- Performance optimization: Databricks I/O technology, (DBIO), improves processing speed with a tuned and optimized Spark version for a wide range of instance types. It also includes an optimized AWS S3 access Layer — accelerating data exploration up to 10x.
- Cost management: AWS Spot instances and auto-scaling are two examples of cluster management capabilities that reduce operational costs. They also eliminate the time-consuming tasks of configuring, building, and maintaining complex Spark infrastructure.
- Optimized Integration: REST APIs for programmatically launching clusters and jobs, and integrating tools or services such as Redshift and Kinesis with the Databricks platform. Databricks users have instant access to all data sources via an integrated data sources catalog. This eliminates the need for duplicate data ingest work.
- Enterprise security: Key security standards, including SOC 2 Type 1 certification, HIPAA compliance, data encryption and detailed logs easily accessable in AWS S3 to debugging.
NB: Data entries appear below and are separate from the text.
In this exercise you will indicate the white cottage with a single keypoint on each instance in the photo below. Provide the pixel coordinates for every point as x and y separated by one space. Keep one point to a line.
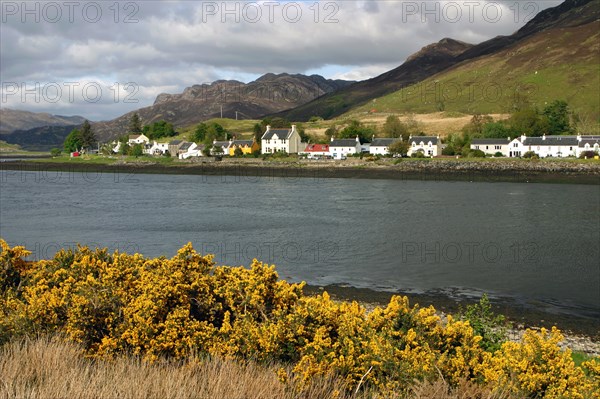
429 145
588 143
492 146
552 146
156 148
381 146
281 140
138 139
342 148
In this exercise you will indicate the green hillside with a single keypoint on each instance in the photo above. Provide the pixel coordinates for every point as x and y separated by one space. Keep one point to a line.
560 63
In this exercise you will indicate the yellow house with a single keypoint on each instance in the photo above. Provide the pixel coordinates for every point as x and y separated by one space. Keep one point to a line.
247 146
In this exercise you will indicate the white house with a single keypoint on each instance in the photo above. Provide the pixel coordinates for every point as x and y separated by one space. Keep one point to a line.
138 139
342 148
551 146
429 145
222 145
588 143
191 151
156 148
316 151
381 146
492 146
281 140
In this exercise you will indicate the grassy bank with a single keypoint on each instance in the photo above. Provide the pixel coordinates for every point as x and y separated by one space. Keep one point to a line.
43 368
186 312
481 170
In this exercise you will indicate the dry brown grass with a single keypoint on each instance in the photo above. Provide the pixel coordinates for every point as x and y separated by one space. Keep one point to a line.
50 368
47 368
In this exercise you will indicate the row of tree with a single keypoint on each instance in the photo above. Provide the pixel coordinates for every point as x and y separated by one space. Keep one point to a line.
80 138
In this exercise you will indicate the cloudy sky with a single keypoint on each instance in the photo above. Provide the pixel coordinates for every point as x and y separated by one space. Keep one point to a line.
102 59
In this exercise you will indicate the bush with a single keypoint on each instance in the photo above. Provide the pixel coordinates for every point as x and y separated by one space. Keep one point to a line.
492 328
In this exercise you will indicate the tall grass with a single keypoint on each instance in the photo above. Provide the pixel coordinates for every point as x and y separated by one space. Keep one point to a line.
47 368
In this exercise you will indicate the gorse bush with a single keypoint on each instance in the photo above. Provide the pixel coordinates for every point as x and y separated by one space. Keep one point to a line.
115 304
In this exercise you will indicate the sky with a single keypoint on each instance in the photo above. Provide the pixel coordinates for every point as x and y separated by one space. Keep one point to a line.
102 59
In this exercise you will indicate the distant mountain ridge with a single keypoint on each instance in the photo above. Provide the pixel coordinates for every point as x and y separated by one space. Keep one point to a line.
268 94
12 120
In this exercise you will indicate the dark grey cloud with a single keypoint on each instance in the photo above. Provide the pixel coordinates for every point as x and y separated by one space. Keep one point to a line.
164 46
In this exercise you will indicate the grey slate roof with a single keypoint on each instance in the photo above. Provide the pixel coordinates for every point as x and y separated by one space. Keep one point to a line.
424 139
281 134
383 142
185 146
243 142
224 144
490 141
343 143
590 141
552 140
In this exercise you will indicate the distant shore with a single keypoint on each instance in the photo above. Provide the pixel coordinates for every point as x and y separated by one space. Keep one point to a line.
504 170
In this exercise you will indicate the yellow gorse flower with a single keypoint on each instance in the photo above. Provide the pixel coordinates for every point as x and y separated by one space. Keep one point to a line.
156 308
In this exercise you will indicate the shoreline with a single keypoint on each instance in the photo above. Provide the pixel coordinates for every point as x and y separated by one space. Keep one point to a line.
518 171
581 334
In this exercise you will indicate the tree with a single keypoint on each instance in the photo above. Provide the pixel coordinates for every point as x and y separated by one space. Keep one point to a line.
73 141
88 138
558 118
399 147
393 127
135 124
159 129
124 149
258 132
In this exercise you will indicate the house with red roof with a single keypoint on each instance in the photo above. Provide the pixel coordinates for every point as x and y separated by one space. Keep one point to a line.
316 151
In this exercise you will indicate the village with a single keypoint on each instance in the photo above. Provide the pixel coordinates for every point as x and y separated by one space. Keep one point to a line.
288 141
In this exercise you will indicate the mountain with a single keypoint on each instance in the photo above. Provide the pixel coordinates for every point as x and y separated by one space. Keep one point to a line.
439 57
268 94
42 138
554 57
428 61
12 120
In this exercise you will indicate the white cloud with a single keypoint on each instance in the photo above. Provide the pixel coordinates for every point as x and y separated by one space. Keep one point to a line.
176 44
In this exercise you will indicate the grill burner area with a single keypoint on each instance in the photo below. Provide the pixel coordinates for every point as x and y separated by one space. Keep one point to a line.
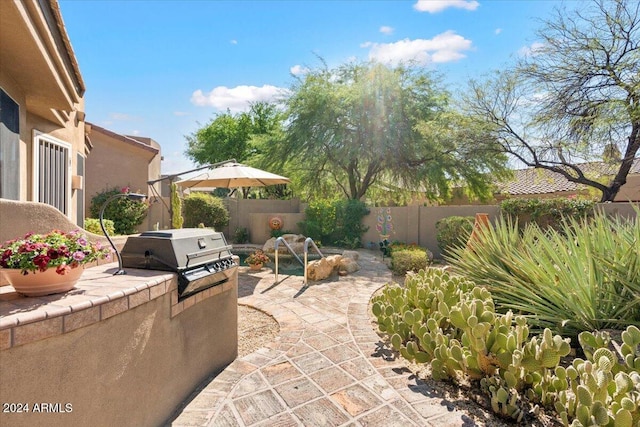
201 257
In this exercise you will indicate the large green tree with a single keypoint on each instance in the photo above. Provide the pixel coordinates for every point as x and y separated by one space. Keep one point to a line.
574 99
228 135
362 125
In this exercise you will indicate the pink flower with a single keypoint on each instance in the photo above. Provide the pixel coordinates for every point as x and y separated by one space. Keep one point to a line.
63 269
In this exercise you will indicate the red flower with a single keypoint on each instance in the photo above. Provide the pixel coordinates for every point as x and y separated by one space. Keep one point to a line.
41 261
63 269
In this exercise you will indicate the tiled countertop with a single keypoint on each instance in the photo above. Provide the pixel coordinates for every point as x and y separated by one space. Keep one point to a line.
97 296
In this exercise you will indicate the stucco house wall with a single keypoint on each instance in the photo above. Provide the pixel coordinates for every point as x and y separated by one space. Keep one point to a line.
40 74
121 161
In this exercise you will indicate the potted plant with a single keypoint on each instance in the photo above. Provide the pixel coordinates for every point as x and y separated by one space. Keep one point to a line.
41 264
257 259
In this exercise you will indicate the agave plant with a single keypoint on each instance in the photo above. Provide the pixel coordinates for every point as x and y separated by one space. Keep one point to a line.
583 277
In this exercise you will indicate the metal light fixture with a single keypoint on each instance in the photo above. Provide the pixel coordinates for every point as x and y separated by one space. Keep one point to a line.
130 196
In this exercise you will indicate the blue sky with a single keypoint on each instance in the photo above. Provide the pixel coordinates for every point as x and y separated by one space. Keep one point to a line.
162 68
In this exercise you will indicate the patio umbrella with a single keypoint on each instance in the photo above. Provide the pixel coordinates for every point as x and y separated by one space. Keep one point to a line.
233 175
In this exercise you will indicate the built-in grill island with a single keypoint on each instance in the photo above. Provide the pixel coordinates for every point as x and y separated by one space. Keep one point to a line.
200 256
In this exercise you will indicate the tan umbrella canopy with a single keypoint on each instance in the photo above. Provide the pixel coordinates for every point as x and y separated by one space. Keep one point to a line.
233 175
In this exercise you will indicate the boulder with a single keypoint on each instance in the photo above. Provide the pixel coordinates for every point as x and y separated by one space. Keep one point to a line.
354 255
334 260
296 241
348 265
319 269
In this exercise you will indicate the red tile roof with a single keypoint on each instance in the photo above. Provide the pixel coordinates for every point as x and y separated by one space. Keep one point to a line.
542 181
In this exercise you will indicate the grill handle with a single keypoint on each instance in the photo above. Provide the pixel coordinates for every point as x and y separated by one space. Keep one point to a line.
200 254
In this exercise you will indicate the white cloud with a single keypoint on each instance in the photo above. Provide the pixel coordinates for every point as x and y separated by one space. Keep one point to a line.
237 98
445 47
297 70
531 50
435 6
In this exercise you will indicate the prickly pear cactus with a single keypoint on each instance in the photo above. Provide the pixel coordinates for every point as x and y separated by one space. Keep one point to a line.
448 322
602 391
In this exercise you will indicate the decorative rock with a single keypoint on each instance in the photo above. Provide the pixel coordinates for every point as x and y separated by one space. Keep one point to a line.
334 260
296 241
319 269
348 265
354 255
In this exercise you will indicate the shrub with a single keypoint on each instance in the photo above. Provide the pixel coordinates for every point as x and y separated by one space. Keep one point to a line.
278 233
337 223
583 277
126 214
409 259
200 208
241 235
176 207
546 212
453 232
92 225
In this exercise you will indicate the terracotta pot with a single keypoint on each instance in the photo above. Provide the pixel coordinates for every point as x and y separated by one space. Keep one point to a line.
42 283
481 223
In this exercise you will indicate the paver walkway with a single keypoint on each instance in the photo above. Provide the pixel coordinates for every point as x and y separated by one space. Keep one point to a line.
327 367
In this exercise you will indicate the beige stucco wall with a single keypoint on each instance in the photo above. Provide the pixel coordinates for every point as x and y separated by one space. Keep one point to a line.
411 224
38 73
417 224
133 369
241 210
117 163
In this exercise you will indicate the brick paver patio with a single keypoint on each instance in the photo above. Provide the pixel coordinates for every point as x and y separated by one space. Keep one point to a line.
326 368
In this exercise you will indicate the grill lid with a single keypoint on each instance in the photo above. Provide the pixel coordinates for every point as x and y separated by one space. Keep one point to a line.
175 250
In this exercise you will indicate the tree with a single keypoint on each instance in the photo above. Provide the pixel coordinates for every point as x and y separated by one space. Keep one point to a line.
362 125
228 136
574 99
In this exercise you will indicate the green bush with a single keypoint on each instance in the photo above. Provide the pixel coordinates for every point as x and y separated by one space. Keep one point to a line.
409 259
176 207
584 277
126 214
201 208
453 232
92 225
546 212
337 223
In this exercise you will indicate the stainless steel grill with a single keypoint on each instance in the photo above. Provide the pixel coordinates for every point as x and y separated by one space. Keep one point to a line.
201 257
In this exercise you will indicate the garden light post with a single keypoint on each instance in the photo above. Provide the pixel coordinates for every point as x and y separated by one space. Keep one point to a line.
130 196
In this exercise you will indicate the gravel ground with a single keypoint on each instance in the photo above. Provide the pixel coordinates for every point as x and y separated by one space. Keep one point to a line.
255 329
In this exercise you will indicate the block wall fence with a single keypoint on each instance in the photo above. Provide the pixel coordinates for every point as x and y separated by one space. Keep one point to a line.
411 224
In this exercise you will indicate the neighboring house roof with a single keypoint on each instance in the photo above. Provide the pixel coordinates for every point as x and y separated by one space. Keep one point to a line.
543 181
70 55
126 139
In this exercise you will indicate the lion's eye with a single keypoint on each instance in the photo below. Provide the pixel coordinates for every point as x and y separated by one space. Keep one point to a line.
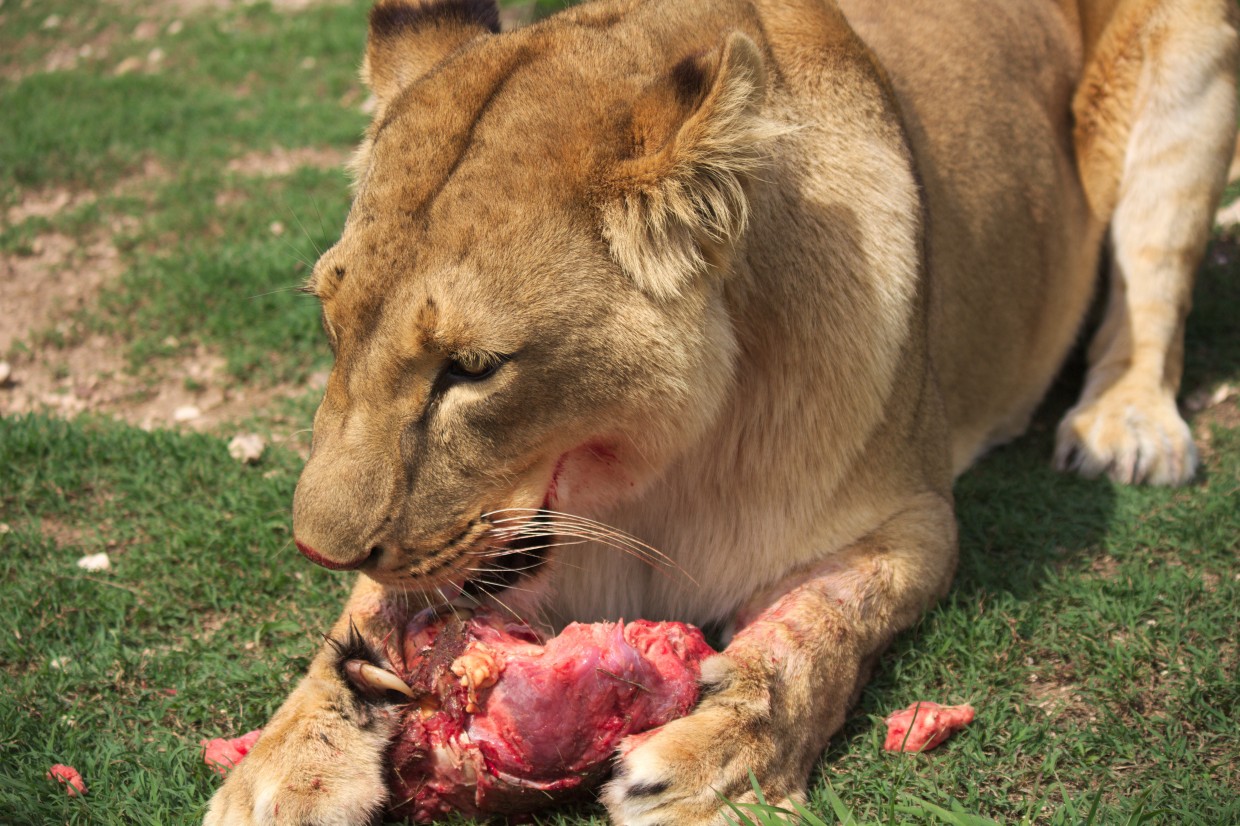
473 368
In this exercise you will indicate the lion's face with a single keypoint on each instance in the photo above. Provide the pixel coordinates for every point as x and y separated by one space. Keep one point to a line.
494 352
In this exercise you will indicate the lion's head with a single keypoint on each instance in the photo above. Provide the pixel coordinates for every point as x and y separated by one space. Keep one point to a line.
527 301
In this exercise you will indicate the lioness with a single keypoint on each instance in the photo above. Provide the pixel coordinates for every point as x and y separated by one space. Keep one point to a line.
750 280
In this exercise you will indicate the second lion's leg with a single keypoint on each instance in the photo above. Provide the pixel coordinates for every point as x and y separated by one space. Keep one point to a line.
1156 127
785 682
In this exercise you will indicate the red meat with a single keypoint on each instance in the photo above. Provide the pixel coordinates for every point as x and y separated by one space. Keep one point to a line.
68 778
924 724
505 722
223 753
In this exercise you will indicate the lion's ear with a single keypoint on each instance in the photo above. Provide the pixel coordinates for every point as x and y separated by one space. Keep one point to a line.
408 37
676 205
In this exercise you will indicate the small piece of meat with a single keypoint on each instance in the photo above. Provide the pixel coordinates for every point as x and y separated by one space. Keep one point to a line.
68 778
223 753
505 722
924 724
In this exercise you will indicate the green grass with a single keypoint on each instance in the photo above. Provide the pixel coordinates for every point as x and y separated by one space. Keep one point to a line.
1093 625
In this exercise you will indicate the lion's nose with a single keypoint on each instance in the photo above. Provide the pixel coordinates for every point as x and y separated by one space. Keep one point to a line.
319 559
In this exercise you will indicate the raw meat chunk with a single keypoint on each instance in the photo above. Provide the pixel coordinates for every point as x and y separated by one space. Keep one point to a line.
924 724
505 722
68 778
223 753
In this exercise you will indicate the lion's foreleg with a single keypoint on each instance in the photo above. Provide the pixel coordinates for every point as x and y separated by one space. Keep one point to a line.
785 682
1156 128
321 757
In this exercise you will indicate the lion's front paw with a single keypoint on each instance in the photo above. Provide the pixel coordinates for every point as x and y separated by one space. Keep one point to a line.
682 773
313 765
1131 435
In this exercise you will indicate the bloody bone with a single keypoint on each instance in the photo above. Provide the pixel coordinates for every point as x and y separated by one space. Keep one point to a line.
924 724
504 722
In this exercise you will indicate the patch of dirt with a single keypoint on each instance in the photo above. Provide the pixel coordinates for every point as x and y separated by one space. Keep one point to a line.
1213 406
284 161
46 204
57 279
58 368
190 391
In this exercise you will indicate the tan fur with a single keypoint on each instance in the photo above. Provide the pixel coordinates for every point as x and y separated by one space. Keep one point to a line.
757 279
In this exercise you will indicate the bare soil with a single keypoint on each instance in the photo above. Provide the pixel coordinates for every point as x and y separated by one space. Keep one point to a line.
56 367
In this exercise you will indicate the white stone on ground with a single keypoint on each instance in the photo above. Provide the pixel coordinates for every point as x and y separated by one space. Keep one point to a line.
247 448
94 562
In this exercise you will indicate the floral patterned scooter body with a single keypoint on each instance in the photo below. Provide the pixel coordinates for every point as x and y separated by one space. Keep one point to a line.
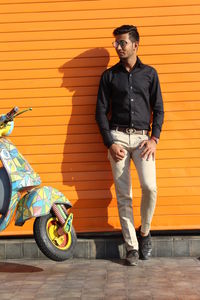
20 192
21 176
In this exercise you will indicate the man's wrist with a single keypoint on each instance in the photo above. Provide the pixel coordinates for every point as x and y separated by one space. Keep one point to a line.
155 139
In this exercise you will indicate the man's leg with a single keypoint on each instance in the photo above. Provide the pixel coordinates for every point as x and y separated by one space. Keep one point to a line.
123 187
147 175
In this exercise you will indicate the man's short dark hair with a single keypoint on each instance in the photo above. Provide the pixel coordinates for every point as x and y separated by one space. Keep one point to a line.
132 30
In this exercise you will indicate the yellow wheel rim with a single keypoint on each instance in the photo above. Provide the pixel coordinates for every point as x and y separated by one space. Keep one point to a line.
62 242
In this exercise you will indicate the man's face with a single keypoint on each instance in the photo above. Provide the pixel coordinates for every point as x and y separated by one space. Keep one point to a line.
125 48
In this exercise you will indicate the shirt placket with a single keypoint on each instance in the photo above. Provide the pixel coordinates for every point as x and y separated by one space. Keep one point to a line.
132 101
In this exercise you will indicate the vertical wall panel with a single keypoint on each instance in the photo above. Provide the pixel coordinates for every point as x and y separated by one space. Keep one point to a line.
52 54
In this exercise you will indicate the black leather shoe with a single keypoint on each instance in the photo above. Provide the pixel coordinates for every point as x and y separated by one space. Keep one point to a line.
145 246
132 257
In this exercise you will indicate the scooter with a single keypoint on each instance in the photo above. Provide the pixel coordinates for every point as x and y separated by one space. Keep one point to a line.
20 192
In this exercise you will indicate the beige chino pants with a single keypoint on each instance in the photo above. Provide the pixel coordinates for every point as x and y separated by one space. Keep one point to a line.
123 185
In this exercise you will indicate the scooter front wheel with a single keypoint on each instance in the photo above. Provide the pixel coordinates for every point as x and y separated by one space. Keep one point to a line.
55 246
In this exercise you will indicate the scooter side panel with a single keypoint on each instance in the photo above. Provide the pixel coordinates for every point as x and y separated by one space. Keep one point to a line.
38 203
5 220
21 173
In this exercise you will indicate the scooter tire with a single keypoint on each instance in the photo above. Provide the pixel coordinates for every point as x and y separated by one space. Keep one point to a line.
45 243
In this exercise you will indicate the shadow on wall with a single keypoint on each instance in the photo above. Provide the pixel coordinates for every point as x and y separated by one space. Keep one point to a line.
81 159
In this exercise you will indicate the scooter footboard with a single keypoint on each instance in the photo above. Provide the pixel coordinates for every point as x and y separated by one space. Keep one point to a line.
38 203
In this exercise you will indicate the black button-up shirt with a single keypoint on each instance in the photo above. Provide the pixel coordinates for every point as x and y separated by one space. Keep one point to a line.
129 99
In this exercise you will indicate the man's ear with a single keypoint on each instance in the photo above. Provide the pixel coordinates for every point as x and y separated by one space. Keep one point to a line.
136 45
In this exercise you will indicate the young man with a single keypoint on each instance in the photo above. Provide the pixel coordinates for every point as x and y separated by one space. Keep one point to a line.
129 98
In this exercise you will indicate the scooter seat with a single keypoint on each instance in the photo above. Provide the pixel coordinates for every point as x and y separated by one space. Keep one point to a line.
5 190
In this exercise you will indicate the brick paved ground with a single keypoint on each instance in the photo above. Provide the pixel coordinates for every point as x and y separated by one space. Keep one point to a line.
159 278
IT admin capabilities include Single Sign-On with SAML 2.0 support, and role-based access control for clusters, jobs and notebooks.
- Collaboration with data science: Integration into Databricks’ data science workspaces, allowing seamless transition between interactive data science and data engineering workloads.
The company stated that pricing for the optimized platform is determined by data engineering workloads such ETL and automated jobs ($0.20/Databricks Unit plus cost of AWS).